Nieuws
Europese beurzen van 2,5 miljoen voor WUR-hoogleraren Liesje Mommer en Thijs Ettema
Fundamentele wetenschap in de ecologie en microbiologie aan Wageningen University & Research krijgt een impuls met Europese subsidiegelden. Hoogleraar Ondergrondse ecologie Liesje Mommer en hoogleraar Microbiologie Thijs Ettema ontvangen deze persoonlijke ERC Advanced Grant ter waarde van 2,5 miljoen euro.
Elk jaar komen een aantal gevestigde wetenschappers, die leidend zijn in hun vakgebied en een idee hebben voor een belangrijk en diepgravend onderzoek, in aanmerking voor een ERC Advanced Grant. Twee Wageningse hoogleraren ontvangen dit jaar een beurs van 2,5 miljoen euro die zij in de komende vijf jaar mogen gebruiken. ‘Ik ben ontzettend blij met deze erkenning van jarenlange focus en keihard werken’, vertelt hoogleraar Ondergrondse ecologie Liesje Mommer, die ook het Wageningen Biodiversity Initiative (WBI) leidt. Haar ERC-beurs garandeert dat zij haar fundamentele onderzoek naar ziekte-ecologie bij planten kan voortzetten.
Verspreiding van ziekten in gewassen
‘Ecosystemen met een hoge biodiversiteit zijn minder gevoelig voor ziekten’, zegt Mommer. ‘Dat zou te maken hebben met het hoge aantal soorten, maar die verklaring gaat niet altijd op. We gaan nu uitzoeken welke combinaties van eigenschappen van planten leiden tot een lagere ziektedruk. Ik focus me daarbij op ondergrondse eigenschappen van planten, zoals de dikte van plantenwortels en de aanwezigheid van mycorrhizaschimmels die met de plant samenwerken. Die beschermen de plant misschien ook tegen bepaalde ziektes.’
De komende vijf jaar gaat ze in de kas 80 grasplantensoorten testen, waaronder niet alleen gras zelf, maar ook margrieten, klaprozen en klaver. ‘Dat levert fundamentele kennis op over planten en de verspreiding van ziektes, die van groot belang is voor de landbouw’, vervolgt Mommer. ‘Ik hoop dat ik straks kan uitleggen: als een boer bepaalde gewassen wil telen, dan is het slim om deze andere gewassen erbij te zetten om minder risico op ziektes te hebben. Nu is dat trial and error, maar dan kunnen we het misschien beargumenteren vanuit de mechanismen.’

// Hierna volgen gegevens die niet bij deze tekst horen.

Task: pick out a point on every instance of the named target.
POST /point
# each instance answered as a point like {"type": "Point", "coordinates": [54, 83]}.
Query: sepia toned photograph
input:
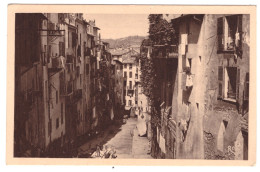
{"type": "Point", "coordinates": [132, 86]}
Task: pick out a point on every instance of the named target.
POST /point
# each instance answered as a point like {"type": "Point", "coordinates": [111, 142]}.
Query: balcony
{"type": "Point", "coordinates": [69, 59]}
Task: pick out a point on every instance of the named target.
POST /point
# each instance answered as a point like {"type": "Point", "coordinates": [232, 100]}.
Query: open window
{"type": "Point", "coordinates": [228, 83]}
{"type": "Point", "coordinates": [229, 30]}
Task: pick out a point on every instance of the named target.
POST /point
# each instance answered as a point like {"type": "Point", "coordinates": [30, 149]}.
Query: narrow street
{"type": "Point", "coordinates": [124, 139]}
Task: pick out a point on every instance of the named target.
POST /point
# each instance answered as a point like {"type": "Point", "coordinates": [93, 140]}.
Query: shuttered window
{"type": "Point", "coordinates": [62, 49]}
{"type": "Point", "coordinates": [220, 29]}
{"type": "Point", "coordinates": [246, 92]}
{"type": "Point", "coordinates": [237, 84]}
{"type": "Point", "coordinates": [220, 82]}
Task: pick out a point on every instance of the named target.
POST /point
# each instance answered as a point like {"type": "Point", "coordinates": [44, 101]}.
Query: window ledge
{"type": "Point", "coordinates": [230, 100]}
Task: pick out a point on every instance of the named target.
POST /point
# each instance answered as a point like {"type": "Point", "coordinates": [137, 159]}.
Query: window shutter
{"type": "Point", "coordinates": [239, 23]}
{"type": "Point", "coordinates": [49, 53]}
{"type": "Point", "coordinates": [246, 91]}
{"type": "Point", "coordinates": [220, 82]}
{"type": "Point", "coordinates": [220, 26]}
{"type": "Point", "coordinates": [239, 26]}
{"type": "Point", "coordinates": [237, 84]}
{"type": "Point", "coordinates": [183, 83]}
{"type": "Point", "coordinates": [60, 48]}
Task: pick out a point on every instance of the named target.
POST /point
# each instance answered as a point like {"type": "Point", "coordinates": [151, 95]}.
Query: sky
{"type": "Point", "coordinates": [114, 26]}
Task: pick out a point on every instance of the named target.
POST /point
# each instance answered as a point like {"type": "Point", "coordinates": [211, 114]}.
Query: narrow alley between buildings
{"type": "Point", "coordinates": [123, 138]}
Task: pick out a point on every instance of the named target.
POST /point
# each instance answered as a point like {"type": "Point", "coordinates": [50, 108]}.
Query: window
{"type": "Point", "coordinates": [57, 123]}
{"type": "Point", "coordinates": [130, 84]}
{"type": "Point", "coordinates": [87, 69]}
{"type": "Point", "coordinates": [50, 127]}
{"type": "Point", "coordinates": [229, 31]}
{"type": "Point", "coordinates": [80, 39]}
{"type": "Point", "coordinates": [129, 102]}
{"type": "Point", "coordinates": [62, 49]}
{"type": "Point", "coordinates": [61, 113]}
{"type": "Point", "coordinates": [130, 66]}
{"type": "Point", "coordinates": [228, 83]}
{"type": "Point", "coordinates": [57, 97]}
{"type": "Point", "coordinates": [247, 87]}
{"type": "Point", "coordinates": [80, 78]}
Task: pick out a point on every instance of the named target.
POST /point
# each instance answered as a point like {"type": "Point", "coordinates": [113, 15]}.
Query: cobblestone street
{"type": "Point", "coordinates": [125, 140]}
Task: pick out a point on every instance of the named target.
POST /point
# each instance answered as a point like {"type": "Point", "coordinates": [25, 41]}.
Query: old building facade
{"type": "Point", "coordinates": [59, 83]}
{"type": "Point", "coordinates": [204, 89]}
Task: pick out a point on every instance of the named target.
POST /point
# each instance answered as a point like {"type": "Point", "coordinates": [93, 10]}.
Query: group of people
{"type": "Point", "coordinates": [104, 153]}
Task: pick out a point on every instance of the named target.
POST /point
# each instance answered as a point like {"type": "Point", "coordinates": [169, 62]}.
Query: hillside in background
{"type": "Point", "coordinates": [125, 42]}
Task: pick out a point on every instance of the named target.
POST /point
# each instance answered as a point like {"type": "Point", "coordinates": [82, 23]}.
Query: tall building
{"type": "Point", "coordinates": [203, 78]}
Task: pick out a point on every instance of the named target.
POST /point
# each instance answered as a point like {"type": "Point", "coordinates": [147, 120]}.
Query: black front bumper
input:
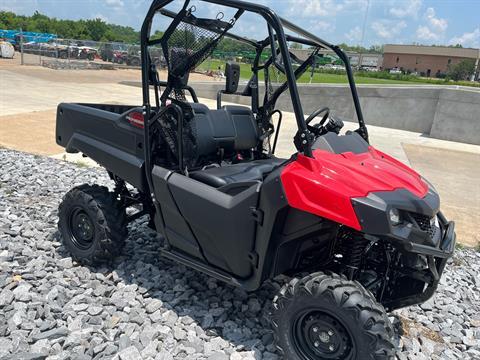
{"type": "Point", "coordinates": [437, 258]}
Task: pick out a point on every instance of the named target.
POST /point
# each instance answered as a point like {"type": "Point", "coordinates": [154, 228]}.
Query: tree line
{"type": "Point", "coordinates": [91, 29]}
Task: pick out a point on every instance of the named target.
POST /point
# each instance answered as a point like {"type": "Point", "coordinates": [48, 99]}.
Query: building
{"type": "Point", "coordinates": [425, 60]}
{"type": "Point", "coordinates": [368, 60]}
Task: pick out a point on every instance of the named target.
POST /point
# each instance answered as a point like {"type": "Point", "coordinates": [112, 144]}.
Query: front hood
{"type": "Point", "coordinates": [326, 184]}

Ontstaan van complex leven
Thijs Ettema, leerstoelhouder bij het Laboratorium voor Microbiologie, krijgt met zijn ERC-grant de kans om de komende vijf jaar zijn onderzoek naar het ontstaan van complex leven voort te zetten. In 2013 kreeg hij een Starting Grant van ERC gevolgd door een Consolidator Grant en nu door een Advanced Grant. ‘Dit is onderzoek voor de lange termijn. Het is fantastisch dat ik nu de volgende stap kan zetten’, zegt Ettema.
Eerder ontdekte Ettema een groep eencellig organismen (Asgard archaea) die nazaten zijn van het organisme waar al het complexe leven op aarde uit ontstond. Dit organisme nam 2 miljard jaar geleden een bacterie in zich op, die later evolueerde tot een energieproducerend organel, het mitochondrium. Na de ontdekking van de Asgard archaea bracht Ettema de genetische samenstelling van deze groep in kaart.

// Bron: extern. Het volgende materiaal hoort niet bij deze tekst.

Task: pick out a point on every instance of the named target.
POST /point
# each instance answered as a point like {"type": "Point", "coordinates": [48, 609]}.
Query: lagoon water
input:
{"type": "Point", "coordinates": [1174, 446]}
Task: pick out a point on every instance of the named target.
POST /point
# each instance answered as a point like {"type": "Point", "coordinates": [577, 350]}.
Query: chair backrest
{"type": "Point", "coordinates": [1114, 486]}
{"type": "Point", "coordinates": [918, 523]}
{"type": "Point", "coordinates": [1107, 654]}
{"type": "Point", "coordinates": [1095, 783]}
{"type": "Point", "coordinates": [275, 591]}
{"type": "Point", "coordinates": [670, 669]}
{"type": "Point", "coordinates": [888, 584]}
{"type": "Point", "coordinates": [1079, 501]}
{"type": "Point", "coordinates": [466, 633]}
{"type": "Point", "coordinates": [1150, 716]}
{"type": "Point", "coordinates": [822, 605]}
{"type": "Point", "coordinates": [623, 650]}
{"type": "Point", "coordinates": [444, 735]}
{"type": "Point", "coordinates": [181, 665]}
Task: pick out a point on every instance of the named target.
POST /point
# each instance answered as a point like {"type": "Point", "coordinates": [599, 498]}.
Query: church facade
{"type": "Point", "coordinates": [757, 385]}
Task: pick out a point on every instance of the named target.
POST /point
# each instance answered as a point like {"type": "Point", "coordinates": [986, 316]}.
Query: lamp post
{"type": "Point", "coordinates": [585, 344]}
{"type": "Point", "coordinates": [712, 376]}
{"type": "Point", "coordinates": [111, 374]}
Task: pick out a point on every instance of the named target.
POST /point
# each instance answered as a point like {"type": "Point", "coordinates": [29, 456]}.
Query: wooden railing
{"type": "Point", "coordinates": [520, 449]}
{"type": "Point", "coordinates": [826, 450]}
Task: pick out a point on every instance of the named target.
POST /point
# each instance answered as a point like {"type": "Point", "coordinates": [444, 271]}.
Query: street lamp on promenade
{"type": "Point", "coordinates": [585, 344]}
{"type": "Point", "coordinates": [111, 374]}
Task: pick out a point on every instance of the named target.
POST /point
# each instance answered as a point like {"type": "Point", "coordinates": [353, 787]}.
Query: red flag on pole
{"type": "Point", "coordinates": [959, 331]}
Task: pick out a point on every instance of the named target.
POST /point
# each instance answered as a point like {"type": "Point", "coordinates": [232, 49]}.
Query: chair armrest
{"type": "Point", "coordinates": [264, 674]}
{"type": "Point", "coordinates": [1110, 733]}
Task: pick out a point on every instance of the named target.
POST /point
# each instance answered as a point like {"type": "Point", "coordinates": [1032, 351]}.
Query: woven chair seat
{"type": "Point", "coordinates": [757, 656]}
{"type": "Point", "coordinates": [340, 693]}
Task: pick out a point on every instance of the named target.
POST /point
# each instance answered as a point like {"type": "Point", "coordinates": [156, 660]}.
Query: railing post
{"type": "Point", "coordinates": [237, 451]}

‘De volgende stap is dat we gaan proberen om deze groep organismen te groeien in het lab om ze beter te kunnen bestuderen’, legt Ettema uit. ‘We hopen dan overeenkomsten te vinden met cellen van eukaryoten, waar wij zelf ook toe behoren, net als alle planten, dieren en schimmels. Dan kunnen we het ontstaan van complex leven beter reconstrueren en begrijpen. Die stap is namelijk cruciaal geweest voor de evolutie van het leven op aarde. De wereld had er heel anders uitgezien als deze stap niet had plaatsgevonden. Veel mensen willen weten hoe het leven is ontstaan zoals we dat nu kennen. Dat blijkt ook uit de Nationale Wetenschapsagenda.’
Gedreven door nieuwsgierigheid
Ettema: ‘Onderzoek puur gedreven door nieuwsgierigheid is ontzettend belangrijk. We lossen hier niet direct problemen mee op, maar praktische uitvindingen komen wel vaak voort uit fundamentele kennis. Denk aan de uitvinding van CRISPR-Cas waarbij WUR-onderzoekers een belangrijke rol hebben gespeeld. Daar is jaren van fundamenteel onderzoek aan vooraf gegaan, maar nu werken onderzoekers over de hele wereld ermee en blijven er nieuwe toepassingen bij komen.’